See also https://github.com/zarr-developers/VirtualiZarr/issues/218

One downside of that approach would be the inability to alter the chunking though.

cc @cspencerjones

TomNicholas commented 1 month ago

Turns out there is already an issue discussing something very similar (which didn't appear when I searched "kerchunk") - see https://github.com/MITgcm/xmitgcm/issues/28#issuecomment-2284292414.

cspencerjones commented 2 weeks ago

I've been thinking about this, and I'm not 100% sure that it's a good idea in the end. The main issue is that most MITgcm output is not compressed at all, so direct upload to the cloud may not be something we want to encourage, especially for realistic geometry simulations which contain a lot of land (compression usually does not reduce the size of ocean output very much). The upside of the format is that flexible chunking should be possible in theory.

LLC2160 & 4320 data is in a bespoke "shrunk" (still binary) format, where the land points have been removed, so further compression would have very limited benefit. But reading it would require writing code that's very specific to this dataset. I do not believe that further datasets will be generated in this bespoke format. Some of the data access problem with this data has nothing to do with format and is simply caused by the limited bandwidth out of Pleiades. Still, given the choice between a general MITgcm reader and a more specific reader for LLC2160/4320, I think a more specific reader would be most useful because this data is still by far the heaviest lift most people are doing, and many people cannot use the data because of how difficult access still is. (This is all just my opinion and I am prepared to hear other arguments)

rabernat commented 2 weeks ago

I actually started something like this three years ago! https://github.com/rabernat/mds2zarr - of course VirtualiZarr is much better and more robust approach.

I agree with @cspencerjones that the funky compression of the LLC data is potentially a blocker.
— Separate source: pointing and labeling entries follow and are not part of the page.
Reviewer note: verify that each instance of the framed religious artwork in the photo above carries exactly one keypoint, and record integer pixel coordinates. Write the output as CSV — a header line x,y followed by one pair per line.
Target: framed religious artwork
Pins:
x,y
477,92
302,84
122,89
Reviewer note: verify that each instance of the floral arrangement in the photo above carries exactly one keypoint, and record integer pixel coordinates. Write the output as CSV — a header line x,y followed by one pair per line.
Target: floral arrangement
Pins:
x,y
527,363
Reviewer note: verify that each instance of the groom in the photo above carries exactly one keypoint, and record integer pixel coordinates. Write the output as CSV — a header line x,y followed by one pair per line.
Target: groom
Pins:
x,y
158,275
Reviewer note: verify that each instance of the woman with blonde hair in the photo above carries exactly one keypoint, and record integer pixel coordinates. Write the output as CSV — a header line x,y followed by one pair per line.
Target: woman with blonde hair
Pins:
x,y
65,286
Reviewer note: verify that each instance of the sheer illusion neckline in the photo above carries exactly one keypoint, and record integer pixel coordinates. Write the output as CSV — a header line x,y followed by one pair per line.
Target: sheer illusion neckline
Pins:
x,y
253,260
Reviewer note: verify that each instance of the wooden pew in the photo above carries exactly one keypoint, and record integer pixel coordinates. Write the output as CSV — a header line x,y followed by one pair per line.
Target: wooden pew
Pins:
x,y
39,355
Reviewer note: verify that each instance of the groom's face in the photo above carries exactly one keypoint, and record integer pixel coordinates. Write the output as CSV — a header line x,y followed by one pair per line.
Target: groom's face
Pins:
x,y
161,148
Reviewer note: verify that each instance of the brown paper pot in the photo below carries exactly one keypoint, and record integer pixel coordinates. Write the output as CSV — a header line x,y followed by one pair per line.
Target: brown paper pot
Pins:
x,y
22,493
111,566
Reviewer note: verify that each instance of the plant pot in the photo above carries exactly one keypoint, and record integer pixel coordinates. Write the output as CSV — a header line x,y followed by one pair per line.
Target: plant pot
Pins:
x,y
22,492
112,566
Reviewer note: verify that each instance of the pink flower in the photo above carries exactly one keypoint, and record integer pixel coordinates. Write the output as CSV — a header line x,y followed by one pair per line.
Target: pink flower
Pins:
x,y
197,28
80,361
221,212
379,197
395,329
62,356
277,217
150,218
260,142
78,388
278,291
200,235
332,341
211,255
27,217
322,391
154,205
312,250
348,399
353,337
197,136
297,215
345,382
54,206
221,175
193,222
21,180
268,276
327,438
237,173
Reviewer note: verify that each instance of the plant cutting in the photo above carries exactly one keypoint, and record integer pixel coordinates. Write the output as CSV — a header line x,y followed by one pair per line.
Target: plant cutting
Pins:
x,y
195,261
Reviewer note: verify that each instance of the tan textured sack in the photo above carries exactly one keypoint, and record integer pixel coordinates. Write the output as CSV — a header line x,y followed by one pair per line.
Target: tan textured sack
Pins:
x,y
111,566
If we can make this Zarr-compatible, it should be possible.

However, that is really an edge case--most "normal" MDS data output from MITgcm should be perfectly fine as uncompressed flat binary.

TomNicholas commented 2 weeks ago

the funky compression of the LLC data is potentially a blocker. If we can make this Zarr-compatible, it should be possible.

This seems like an analogous problem to https://github.com/zarr-developers/zarr-specs/issues/303 - i.e. it could be solved by defining a special zarr codec that is specific to this data format.

rabernat commented 2 weeks ago

Except it's really complicated because the "codec" for decoding each array relies on an external dataset (the null mask) which doesn't even have the same shape as the data. This breaks many of the abstractions implicit in the "codec" interface.